The reports are part of a series of UN development reports that cover every region and, individually, every country in the world. They're produced by the United Nations Development Program, or UNDP, which advocates "for change and connecting countries to knowledge, experience and resources to help people build a better life."
The Arab Development Reports typically draw media attention for two essential reasons:
- The reports study, analyze and draw conclusions about the Arab world that Arab nations themselves fail to do as comprehensively and objectively.
- The reports paint a stark picture of an Arab world in virtual arrested development - even as the Arab world is at the crossroads of political, social and economic issues that affect the whole planet.
In substance and objective presentation, the reports provide unique insights into the Middle East.
The reports analyze the consequences of unsustainable trends-how authoritarian regimes entrench power at the expense of development, how oil in some countries enables the amassing of fortunes without an equivalent surge in opportunities and innovations, and how income per head has declined over the past 20 years to second-worst in the world's regions, after sub-Saharan Africa.
Other findings: Productivity, research, culture, science and technology are all either in decline or too weak to make a mark on society. About 65 million adult Arabs were found to be illiterate in 2002, two thirds of them women. Illiteracy rates are much higher than in much poorer countries. And women are systematically repressed. "Sadly, the 2002 report concluded, "the Arab world is largely depriving itself of the creativity and productivity of half its citizens."
Politically, that report found, there is "a substantial lag between Arab countries and other regions in terms of participatory governance. The wave of democracy that transformed governance in most of Latin America and East Asia in the 1980s and Eastern Europe and much of Central Asia in the late 1980s and early 1990s has barely reached the Arab States. This freedom deficit undermines human development and is one of the most painful manifestations of lagging political development."

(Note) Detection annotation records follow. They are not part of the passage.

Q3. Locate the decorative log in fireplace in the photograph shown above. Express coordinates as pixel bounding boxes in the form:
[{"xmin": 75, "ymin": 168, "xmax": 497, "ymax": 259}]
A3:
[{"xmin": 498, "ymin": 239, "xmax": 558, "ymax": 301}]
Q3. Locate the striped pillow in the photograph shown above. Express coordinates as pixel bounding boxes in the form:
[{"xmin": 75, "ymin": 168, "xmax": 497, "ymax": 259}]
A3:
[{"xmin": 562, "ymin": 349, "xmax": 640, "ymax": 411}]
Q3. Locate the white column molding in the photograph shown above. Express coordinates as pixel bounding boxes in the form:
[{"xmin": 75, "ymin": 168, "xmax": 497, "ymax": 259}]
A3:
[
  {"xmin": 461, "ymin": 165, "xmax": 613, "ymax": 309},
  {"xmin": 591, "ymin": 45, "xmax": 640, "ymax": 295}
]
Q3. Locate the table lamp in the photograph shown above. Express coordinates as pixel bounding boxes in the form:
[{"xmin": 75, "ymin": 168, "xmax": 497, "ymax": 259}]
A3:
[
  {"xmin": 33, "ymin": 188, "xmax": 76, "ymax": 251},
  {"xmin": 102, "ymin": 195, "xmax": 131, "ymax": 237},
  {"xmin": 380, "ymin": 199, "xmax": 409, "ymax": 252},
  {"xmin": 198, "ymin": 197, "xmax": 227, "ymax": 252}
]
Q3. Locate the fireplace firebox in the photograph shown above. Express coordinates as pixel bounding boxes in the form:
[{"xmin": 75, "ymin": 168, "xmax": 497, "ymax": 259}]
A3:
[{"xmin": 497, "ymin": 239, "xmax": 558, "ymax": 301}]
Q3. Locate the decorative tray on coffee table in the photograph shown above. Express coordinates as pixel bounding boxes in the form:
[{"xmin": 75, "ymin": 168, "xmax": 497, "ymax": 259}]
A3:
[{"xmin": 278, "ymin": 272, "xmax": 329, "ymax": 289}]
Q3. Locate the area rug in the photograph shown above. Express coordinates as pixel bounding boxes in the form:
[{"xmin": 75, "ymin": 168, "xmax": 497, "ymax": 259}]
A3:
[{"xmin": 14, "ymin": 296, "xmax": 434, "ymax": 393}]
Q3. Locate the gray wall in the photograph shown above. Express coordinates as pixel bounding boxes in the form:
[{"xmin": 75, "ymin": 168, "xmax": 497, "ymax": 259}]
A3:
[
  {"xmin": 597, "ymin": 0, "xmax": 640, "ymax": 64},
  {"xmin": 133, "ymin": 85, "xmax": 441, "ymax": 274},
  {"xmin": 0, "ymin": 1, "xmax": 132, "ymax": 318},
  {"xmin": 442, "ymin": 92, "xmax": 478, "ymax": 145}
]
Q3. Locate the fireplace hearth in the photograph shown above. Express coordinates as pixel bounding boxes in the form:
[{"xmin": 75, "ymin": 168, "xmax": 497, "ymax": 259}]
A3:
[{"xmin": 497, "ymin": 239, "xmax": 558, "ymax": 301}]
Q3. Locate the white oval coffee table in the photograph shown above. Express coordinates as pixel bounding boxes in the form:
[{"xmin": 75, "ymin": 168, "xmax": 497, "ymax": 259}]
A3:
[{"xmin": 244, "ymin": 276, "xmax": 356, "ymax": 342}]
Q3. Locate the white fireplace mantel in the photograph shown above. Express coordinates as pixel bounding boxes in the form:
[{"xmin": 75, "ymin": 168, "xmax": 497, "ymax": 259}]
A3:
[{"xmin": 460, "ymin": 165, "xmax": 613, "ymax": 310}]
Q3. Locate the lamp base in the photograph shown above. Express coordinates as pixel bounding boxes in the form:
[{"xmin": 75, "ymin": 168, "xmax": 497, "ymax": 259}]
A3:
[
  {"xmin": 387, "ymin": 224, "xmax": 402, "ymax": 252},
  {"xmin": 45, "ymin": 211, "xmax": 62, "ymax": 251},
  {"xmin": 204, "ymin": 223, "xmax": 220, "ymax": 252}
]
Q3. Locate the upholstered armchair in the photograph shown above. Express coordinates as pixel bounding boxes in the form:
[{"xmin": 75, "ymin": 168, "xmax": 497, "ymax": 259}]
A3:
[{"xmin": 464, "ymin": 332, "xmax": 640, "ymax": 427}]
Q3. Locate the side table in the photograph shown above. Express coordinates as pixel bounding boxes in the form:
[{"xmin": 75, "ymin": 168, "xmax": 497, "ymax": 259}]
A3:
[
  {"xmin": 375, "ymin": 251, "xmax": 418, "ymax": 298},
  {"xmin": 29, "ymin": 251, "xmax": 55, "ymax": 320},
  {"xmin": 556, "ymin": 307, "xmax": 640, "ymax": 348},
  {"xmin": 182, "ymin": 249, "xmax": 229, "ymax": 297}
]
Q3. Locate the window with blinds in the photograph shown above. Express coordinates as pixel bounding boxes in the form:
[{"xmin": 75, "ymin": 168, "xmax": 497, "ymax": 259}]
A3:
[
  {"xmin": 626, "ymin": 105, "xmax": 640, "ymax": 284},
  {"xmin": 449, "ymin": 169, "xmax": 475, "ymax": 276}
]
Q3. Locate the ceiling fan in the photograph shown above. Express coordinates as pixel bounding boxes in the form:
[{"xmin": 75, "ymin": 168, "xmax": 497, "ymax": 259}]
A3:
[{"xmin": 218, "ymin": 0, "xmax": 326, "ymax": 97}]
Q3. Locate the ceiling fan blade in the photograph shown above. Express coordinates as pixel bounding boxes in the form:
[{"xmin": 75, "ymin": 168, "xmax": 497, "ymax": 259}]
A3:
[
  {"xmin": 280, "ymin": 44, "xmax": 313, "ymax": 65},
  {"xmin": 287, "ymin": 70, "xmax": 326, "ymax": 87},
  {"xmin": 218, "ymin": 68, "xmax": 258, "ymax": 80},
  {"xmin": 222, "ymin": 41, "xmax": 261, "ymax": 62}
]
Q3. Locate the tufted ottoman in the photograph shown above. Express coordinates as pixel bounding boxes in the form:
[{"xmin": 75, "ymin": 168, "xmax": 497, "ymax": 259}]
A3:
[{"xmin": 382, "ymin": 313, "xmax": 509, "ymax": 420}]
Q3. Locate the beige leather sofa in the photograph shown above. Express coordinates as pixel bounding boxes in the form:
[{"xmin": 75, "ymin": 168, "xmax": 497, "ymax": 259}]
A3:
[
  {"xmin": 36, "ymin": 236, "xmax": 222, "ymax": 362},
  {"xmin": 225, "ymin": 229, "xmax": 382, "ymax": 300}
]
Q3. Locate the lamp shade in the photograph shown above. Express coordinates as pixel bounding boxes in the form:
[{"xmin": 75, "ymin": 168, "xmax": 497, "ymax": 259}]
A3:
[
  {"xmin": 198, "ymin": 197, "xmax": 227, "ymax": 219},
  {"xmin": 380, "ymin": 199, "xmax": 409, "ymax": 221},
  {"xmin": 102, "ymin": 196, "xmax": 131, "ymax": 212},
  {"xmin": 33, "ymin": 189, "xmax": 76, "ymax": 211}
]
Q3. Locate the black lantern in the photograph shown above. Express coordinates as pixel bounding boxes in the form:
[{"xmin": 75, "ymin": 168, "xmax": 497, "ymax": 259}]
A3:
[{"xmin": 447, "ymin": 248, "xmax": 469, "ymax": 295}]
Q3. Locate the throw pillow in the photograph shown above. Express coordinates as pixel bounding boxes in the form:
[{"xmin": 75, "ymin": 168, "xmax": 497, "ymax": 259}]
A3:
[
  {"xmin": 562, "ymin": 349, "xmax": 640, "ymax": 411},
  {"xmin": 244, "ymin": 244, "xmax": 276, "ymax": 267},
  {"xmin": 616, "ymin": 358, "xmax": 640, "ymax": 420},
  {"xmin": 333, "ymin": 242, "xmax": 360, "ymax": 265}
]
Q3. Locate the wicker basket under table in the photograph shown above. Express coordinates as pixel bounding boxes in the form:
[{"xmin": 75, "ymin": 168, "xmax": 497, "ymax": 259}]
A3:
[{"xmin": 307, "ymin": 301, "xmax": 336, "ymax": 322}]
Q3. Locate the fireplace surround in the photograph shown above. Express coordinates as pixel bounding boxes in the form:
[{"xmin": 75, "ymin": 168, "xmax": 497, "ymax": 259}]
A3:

Since their inception, and following the models of other UNDP reports, the Arab Human Development Reports have been organized around general themes. The five reports, which are free and available to the public at the following links:
- 2009: Challenges to Human Security in the Arab Countries
- 2005: Empowerment to Arab Women
- 2004: Freedom and Good Governance
- 2003: Building a Knowledge Society
- 2002: Creating Opportunities for Future Generations
Because they are comprehensive, well researched and written mostly by Arabs, the reports have had considerable influence in Arab countries. They're mobilizing public institutions, non-governmental organizations such as human rights groups, Arab media such as Qatar's al Jazeera, and even Arab governments, especially in the Persian Gulf region, to address issues raised by the reports, with measurable, if fitful, progress.
The reports are important to the rest of the world as well. The combined population of the Middle East's 22 Arab countries is 300 million - equal to that of the United States. The Arab population has doubled in the past 20 years, and is expected to grow to between 410 million and 459 million by 2020, exceeding that of the United States and Europe by then.